By Isabella: Love is like sand; it shifts and moves in formation to its surroundings. As the ocean ebbs and flows, small grains of sand flow back into the ocean while others become the beach you stroll upon.
I make this analogy to help you understand the flow, the tide and the impermanence of love. In Buddhism, they view it as one of their essential doctrines that, “Everything changes and nothing lasts forever.” From emotions to our thoughts and feelings, from the cells in our bodies to the plants around us, everything is changing and decaying continuously.

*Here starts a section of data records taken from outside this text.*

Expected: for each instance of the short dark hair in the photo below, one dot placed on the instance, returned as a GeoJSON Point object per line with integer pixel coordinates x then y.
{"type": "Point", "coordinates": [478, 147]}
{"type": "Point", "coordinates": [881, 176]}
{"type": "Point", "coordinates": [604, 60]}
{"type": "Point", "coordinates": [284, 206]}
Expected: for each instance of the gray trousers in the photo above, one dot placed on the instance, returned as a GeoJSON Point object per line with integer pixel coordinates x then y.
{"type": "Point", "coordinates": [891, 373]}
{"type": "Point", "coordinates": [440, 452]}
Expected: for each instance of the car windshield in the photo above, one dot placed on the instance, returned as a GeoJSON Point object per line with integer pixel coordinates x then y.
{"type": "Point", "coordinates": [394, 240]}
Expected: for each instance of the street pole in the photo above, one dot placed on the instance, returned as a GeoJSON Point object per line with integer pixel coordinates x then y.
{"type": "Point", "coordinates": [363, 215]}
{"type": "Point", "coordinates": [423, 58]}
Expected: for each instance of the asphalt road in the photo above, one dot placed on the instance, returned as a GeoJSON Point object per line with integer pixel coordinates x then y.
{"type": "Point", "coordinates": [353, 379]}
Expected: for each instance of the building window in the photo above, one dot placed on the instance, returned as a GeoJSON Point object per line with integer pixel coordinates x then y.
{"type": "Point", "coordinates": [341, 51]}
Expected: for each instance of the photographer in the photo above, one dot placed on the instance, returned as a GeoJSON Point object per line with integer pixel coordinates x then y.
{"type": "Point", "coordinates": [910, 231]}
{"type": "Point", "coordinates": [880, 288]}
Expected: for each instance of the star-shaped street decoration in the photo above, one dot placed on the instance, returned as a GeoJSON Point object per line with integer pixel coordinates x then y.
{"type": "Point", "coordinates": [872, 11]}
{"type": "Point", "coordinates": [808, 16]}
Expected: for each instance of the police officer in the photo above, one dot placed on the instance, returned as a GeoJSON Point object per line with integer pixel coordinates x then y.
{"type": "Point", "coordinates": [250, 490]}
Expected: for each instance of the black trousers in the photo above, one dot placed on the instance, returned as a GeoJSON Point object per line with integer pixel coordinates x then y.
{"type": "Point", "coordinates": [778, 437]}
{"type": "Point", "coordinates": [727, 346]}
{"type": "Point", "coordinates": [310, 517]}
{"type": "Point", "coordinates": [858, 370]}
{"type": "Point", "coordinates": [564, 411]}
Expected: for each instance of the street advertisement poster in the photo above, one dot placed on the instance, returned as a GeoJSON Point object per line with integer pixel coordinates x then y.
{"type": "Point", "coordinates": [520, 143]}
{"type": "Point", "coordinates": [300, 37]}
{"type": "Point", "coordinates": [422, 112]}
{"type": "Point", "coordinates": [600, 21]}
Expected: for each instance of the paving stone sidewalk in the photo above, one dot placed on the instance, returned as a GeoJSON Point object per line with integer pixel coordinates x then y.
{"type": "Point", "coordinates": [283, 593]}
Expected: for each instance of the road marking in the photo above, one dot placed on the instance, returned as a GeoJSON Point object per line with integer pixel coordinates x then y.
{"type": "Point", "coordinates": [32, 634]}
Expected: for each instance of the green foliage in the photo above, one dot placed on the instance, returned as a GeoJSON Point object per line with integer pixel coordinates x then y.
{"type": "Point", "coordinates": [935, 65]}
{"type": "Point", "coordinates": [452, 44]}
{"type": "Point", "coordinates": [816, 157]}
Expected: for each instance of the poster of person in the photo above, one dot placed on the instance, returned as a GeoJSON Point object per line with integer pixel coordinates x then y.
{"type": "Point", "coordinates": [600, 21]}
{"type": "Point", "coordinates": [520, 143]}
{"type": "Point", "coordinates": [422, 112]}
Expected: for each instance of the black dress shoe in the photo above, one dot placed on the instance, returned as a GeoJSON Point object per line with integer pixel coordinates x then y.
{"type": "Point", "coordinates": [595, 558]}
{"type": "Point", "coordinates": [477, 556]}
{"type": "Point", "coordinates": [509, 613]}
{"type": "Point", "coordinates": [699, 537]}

Love takes on many forms and morphs based on the giver and the receiver. To simplify, we attract what we are so if you are bitter because life burned you, you will draw a bitter fool. If you are jealous and controlling you will attract someone just like you. The metamorphosis of love exists that you may grow, evolve and learn from each affair, from every relationship. While most would prefer to find one lasting, loyal mate, it is rare. I get calls every day asking about “soulmates” and “twin souls” when the majority of humans will NOT find theirs in one lifetime. It often takes many lifetimes of healing and evolving before we are truly ready to meet our perfect match. The perfect match is the one that will stay with you until the end of your life. That isn’t meant to discourage you, for I too, believe that soulmates can and will find each other, but it usually comes when you least expect it, not when you try to force it. Hunting it down like a wild animal only serves to push it farther away.

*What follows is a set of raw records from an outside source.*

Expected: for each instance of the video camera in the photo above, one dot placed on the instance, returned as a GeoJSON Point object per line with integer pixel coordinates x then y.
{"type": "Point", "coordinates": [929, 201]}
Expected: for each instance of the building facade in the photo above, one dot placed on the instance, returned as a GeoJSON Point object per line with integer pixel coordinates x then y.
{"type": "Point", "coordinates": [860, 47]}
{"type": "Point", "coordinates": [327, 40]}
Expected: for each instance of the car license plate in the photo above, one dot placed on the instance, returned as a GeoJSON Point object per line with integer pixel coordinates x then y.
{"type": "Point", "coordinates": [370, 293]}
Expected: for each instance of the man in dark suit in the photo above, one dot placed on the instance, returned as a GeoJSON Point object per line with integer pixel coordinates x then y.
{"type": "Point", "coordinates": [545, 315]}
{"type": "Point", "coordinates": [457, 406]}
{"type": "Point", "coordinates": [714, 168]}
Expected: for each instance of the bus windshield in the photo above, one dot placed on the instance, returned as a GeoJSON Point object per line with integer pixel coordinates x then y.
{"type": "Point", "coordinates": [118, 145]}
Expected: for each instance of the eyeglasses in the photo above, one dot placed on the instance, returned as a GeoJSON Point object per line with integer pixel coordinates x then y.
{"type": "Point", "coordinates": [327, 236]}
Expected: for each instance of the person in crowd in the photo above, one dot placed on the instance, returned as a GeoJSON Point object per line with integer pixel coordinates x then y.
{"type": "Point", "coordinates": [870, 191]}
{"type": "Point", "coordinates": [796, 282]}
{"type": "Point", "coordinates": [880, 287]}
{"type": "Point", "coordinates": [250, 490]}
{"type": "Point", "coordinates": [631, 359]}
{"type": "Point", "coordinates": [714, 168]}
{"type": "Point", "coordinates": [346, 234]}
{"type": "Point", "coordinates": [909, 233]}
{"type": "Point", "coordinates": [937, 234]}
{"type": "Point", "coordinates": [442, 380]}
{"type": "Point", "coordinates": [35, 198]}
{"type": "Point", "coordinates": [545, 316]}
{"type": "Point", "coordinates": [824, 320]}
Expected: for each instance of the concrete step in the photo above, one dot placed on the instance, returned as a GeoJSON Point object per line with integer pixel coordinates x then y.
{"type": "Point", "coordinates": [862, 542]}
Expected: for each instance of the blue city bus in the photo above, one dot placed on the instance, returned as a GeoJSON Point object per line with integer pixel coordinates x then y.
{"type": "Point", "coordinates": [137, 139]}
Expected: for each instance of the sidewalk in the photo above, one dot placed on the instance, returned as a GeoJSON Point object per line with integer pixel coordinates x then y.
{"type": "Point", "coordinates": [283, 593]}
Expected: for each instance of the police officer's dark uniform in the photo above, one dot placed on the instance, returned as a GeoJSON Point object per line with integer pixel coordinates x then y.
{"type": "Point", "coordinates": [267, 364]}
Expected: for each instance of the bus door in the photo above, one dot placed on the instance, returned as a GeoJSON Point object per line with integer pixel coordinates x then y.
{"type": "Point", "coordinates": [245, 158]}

The 20th century was full of soulmates finding one another: Jimmy and Rosalynn Carter, LBJ and Ladybird Johnson, Nancy and Paul Pelosi, and many of your parents and grandparents. What scattered us? Why did divorce become so predominant in the late 20th century and continue into the 21st? Choices, social media, fame whores (meaning those who crave being famous) and a change in morals and values. In the days of the Queen of England, divorce was viewed as a failure. Today we have easily become a disposable society. If something breaks now, we just replace it with a new one. Marriage seems to be a part of the same philosophy.
Love must be fluid to grow, and when two people come together it helps to have two things: a base understanding of psychology and the most important component is self-awareness. Psychology helps you understand what “projecting” is and how to de-escalate an argument, while self-awareness helps you recognize when you are projecting, harboring, are jealous, are being overly dramatic or are just trying to get attention. Many don’t see themselves as they are. You’ll find that in most relationships there is little worth fighting over. Money, taking things personally, flirtations, not listening to your partner, a lack of communication and attitude are the reasons most couples fight.

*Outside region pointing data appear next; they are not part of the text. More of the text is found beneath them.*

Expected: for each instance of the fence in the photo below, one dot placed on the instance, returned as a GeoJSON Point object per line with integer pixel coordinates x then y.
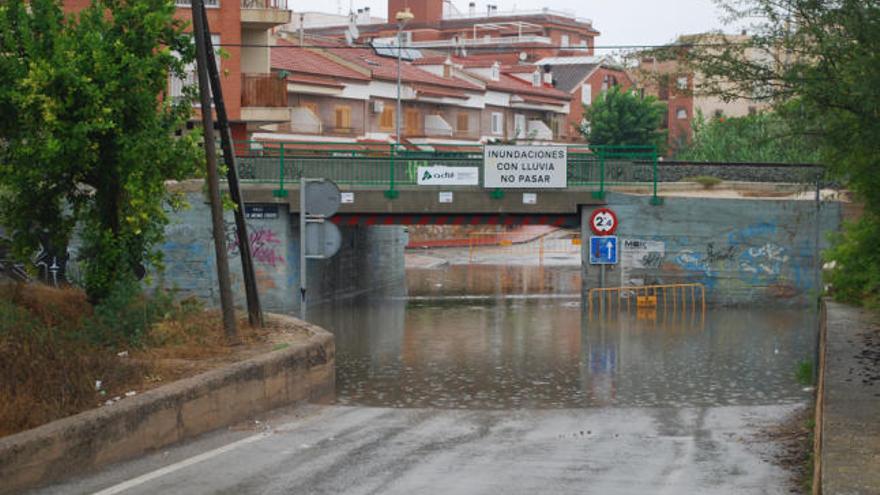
{"type": "Point", "coordinates": [391, 166]}
{"type": "Point", "coordinates": [648, 300]}
{"type": "Point", "coordinates": [521, 245]}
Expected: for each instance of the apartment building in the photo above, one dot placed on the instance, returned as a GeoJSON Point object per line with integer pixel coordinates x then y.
{"type": "Point", "coordinates": [584, 78]}
{"type": "Point", "coordinates": [666, 74]}
{"type": "Point", "coordinates": [514, 36]}
{"type": "Point", "coordinates": [253, 96]}
{"type": "Point", "coordinates": [349, 94]}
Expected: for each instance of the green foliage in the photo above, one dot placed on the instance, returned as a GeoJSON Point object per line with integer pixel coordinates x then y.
{"type": "Point", "coordinates": [87, 137]}
{"type": "Point", "coordinates": [125, 317]}
{"type": "Point", "coordinates": [818, 64]}
{"type": "Point", "coordinates": [804, 372]}
{"type": "Point", "coordinates": [624, 118]}
{"type": "Point", "coordinates": [707, 181]}
{"type": "Point", "coordinates": [855, 276]}
{"type": "Point", "coordinates": [760, 138]}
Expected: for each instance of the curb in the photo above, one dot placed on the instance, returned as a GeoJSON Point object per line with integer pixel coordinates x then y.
{"type": "Point", "coordinates": [171, 413]}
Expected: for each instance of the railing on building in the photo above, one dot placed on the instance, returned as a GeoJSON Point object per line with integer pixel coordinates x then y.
{"type": "Point", "coordinates": [188, 3]}
{"type": "Point", "coordinates": [264, 4]}
{"type": "Point", "coordinates": [391, 166]}
{"type": "Point", "coordinates": [263, 90]}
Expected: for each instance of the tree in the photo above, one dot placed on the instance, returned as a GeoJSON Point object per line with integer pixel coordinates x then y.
{"type": "Point", "coordinates": [87, 138]}
{"type": "Point", "coordinates": [761, 138]}
{"type": "Point", "coordinates": [624, 118]}
{"type": "Point", "coordinates": [816, 62]}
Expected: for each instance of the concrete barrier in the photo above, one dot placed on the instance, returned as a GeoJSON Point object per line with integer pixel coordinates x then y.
{"type": "Point", "coordinates": [181, 410]}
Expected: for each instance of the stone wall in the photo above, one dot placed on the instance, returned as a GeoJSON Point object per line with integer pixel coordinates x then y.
{"type": "Point", "coordinates": [371, 258]}
{"type": "Point", "coordinates": [756, 252]}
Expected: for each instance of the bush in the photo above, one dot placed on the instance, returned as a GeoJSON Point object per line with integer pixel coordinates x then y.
{"type": "Point", "coordinates": [855, 276]}
{"type": "Point", "coordinates": [707, 181]}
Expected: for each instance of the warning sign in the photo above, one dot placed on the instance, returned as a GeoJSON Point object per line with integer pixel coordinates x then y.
{"type": "Point", "coordinates": [524, 167]}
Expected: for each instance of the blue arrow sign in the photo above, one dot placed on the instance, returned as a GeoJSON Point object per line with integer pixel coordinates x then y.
{"type": "Point", "coordinates": [603, 250]}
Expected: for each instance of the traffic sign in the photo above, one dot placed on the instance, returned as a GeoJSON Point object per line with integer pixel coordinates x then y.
{"type": "Point", "coordinates": [322, 197]}
{"type": "Point", "coordinates": [323, 240]}
{"type": "Point", "coordinates": [603, 250]}
{"type": "Point", "coordinates": [603, 221]}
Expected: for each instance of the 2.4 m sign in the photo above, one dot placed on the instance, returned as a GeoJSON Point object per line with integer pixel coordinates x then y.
{"type": "Point", "coordinates": [525, 167]}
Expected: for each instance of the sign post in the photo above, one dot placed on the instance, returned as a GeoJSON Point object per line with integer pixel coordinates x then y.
{"type": "Point", "coordinates": [603, 245]}
{"type": "Point", "coordinates": [319, 199]}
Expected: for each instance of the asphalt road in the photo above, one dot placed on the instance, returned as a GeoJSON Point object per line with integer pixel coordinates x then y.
{"type": "Point", "coordinates": [358, 450]}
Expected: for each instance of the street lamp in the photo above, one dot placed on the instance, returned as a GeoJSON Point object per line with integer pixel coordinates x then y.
{"type": "Point", "coordinates": [402, 17]}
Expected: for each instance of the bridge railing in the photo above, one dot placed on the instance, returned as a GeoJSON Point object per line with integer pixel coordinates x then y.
{"type": "Point", "coordinates": [391, 166]}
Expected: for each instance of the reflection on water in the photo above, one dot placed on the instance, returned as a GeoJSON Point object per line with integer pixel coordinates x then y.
{"type": "Point", "coordinates": [525, 352]}
{"type": "Point", "coordinates": [455, 280]}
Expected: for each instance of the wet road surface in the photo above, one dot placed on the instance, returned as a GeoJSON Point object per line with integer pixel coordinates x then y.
{"type": "Point", "coordinates": [362, 450]}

Learning to listen and hear are two different things. We typically hear through our own dysfunction and a filter that enables us to understand only what we want to. When you listen to your lover or anyone else for that matter, hear with an open heart.
For love to thrive, it must be able to move freely without restraints. The receiver must keep perspective in mind. We don’t see how we look when we are angry or yelling or fighting or sad or crying or any other emotion, but our partners do. When I was a young girl, my feelings for a man changed radically when he started flailing in the middle of a heated conversation. His entire face took on the form of a jackal, and I never looked at him the same way again. Having self-respect and personal dignity helps contain arguments. Having boundaries as to how you allow someone to speak to you or treat you is also key. If you let a partner scream at you, you have diminished your future with him/her. If you let a partner see you at your worst or god forbid on the commode, it changes things. Being comfortable with someone is great, but remember to maintain your self-respect. After counseling thousands of couples in my 30 year career, I can tell you that rarely does a relationship last when you’ve shown all your warts and acted in ways that are disgusting or revolting?
Remember that love feeds on beauty, it grows with understanding, it thrives with communication and it lasts through tenacity and compromise.